You could then argue it's a class divide not a race divide. Not a good argument because you are saying that stealing tens of dollars worth of Wal Mart merchandise is apparently mandate for being executed in front of your children where $1,600 is an appearance in court for a reprimand and (probably) a fine.

But again, you'd expect Wal Mart customers to get shot more often, and you would expect that a white woman would have been shot by a mall cop in that case. Australia is like 90% white, and catching the 109 tram along it's junkie stretch exposes one to plenty of mighty hostile white women. I know they exist, I know they have altercations with police, I know they generally only get shot when they charge an officer with a knife.

Do you see what I'm doing though? I'm raising those arguments against an unpleasant truth as Freud said was done so easily and dismissing them. As if they have to be argued. And they kind of do, because it's very unpleasant to admit that you are a part of institutionalised racism.

Because I suspect, it doesn't feel like you are. This off duty cop moonlighting as Wal Mart security was performing his job, a woman was suspected of shoplifting so he chased her down in his car. They had an altercation that was presumably hostile enough (in the manners sense) to escalate. And he pulled out his gun and shot the lady.

To him I would guess (and being charitable) having never identified as racist, this seemed like an isolated incident where the victim happened to be black.

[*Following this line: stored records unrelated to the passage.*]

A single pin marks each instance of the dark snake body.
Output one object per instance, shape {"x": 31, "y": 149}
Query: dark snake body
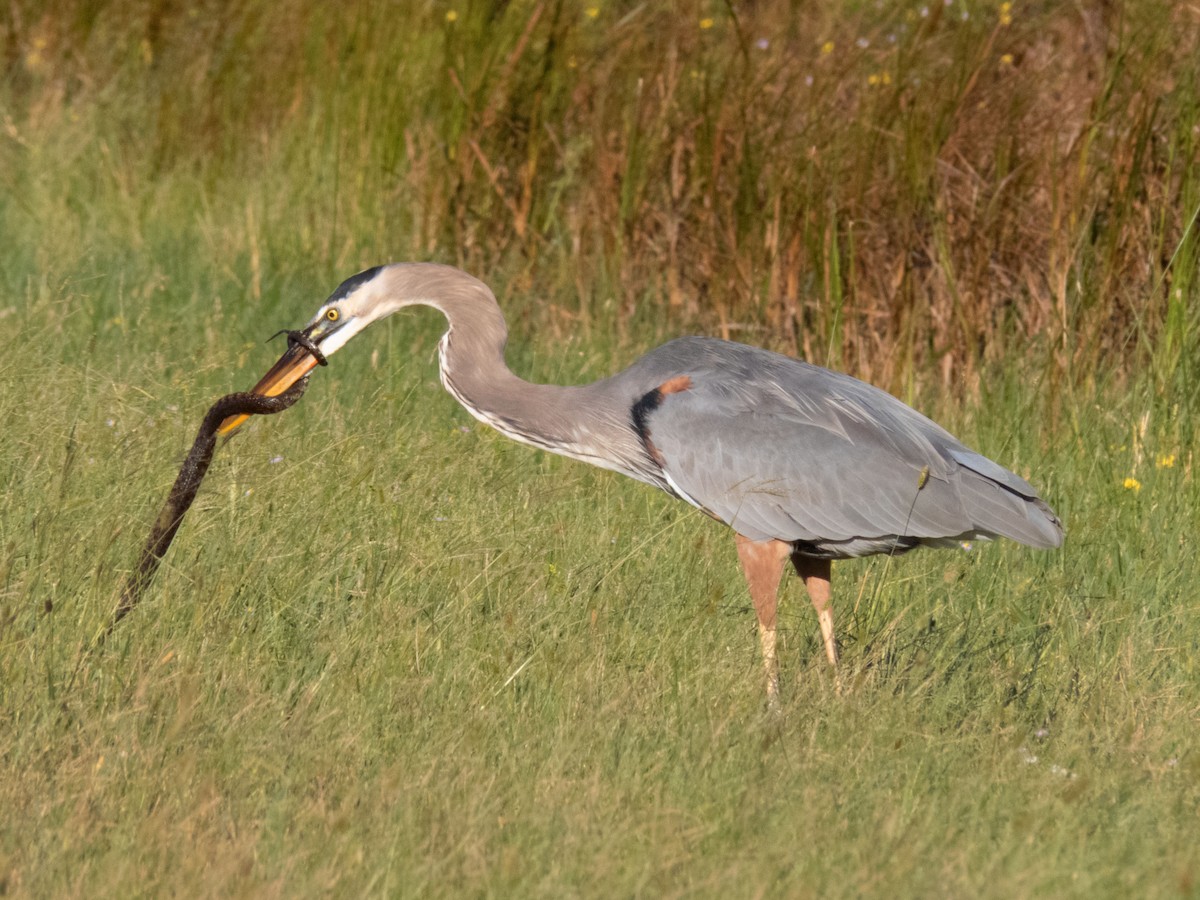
{"x": 191, "y": 473}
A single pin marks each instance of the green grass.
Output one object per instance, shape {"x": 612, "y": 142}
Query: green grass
{"x": 391, "y": 653}
{"x": 413, "y": 658}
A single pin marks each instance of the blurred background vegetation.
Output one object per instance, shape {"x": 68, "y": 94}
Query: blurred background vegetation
{"x": 903, "y": 190}
{"x": 393, "y": 653}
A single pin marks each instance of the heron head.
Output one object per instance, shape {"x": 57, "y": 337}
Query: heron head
{"x": 352, "y": 307}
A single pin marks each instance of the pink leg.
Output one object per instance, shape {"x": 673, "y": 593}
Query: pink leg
{"x": 763, "y": 565}
{"x": 816, "y": 574}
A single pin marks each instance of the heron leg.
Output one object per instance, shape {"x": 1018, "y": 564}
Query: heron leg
{"x": 763, "y": 565}
{"x": 816, "y": 574}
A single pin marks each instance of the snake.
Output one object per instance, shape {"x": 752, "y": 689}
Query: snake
{"x": 189, "y": 480}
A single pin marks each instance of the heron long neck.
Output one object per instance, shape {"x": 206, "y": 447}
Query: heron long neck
{"x": 474, "y": 371}
{"x": 580, "y": 421}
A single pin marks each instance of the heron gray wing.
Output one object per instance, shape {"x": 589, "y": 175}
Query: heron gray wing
{"x": 781, "y": 449}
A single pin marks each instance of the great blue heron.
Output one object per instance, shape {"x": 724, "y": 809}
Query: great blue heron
{"x": 803, "y": 463}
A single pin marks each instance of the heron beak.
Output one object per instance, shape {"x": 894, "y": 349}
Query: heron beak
{"x": 295, "y": 363}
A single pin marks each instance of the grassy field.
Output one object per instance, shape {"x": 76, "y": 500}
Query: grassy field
{"x": 393, "y": 653}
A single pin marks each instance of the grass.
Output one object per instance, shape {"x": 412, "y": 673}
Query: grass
{"x": 394, "y": 654}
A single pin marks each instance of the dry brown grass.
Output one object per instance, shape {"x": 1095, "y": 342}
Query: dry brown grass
{"x": 903, "y": 191}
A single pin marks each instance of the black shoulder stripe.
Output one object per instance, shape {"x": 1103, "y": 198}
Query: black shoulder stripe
{"x": 641, "y": 412}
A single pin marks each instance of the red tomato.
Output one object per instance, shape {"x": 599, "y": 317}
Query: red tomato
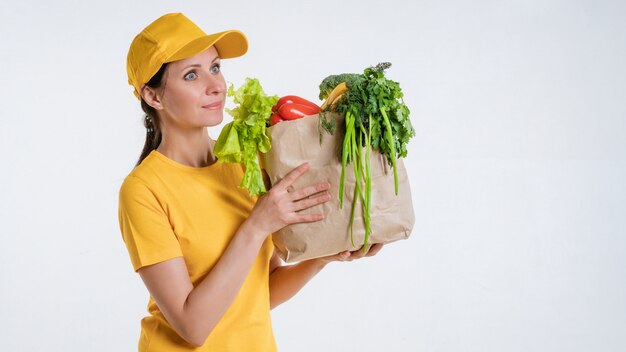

Here's where it is hard to see your blind spot. If it was circumstantial, an isolated and unfortunate event, and everyone believed that, then he would get thrown under the bus. Scapegoated for appearances sake. Why? Because the officers around him, above him would be thinking 'that guy was unlucky.' not 'that could easily have been me, I can relate to that situation.'

The legal system is protecting these officers, because they need for some reason to protect the ability to kill African Americans so that officers can carry out their jobs. So that officers will continue to work.

It seems nobody in authority can come out and say 'Coast to coast it is absolutely unacceptable that any citizen be killed as the result of a verbal altercation over a suspected minor misdemeanor. Or a verbal altercation period.' You could say this, because it's true. This would then force the police that really care about getting a pass for doing this to take up a position that would quickly and transparently be overtly racist.

This, thusly, is my only tip, and probably the only real thing you can take away from it. We are what we do. Not what we think. If things look bad, it's because they are. The tricky thing is, that if what you are being told contradicts your subjective reality, you need to realise that you are living in everyone else's subjective reality too. And that might give you a picture of what objective reality actually is.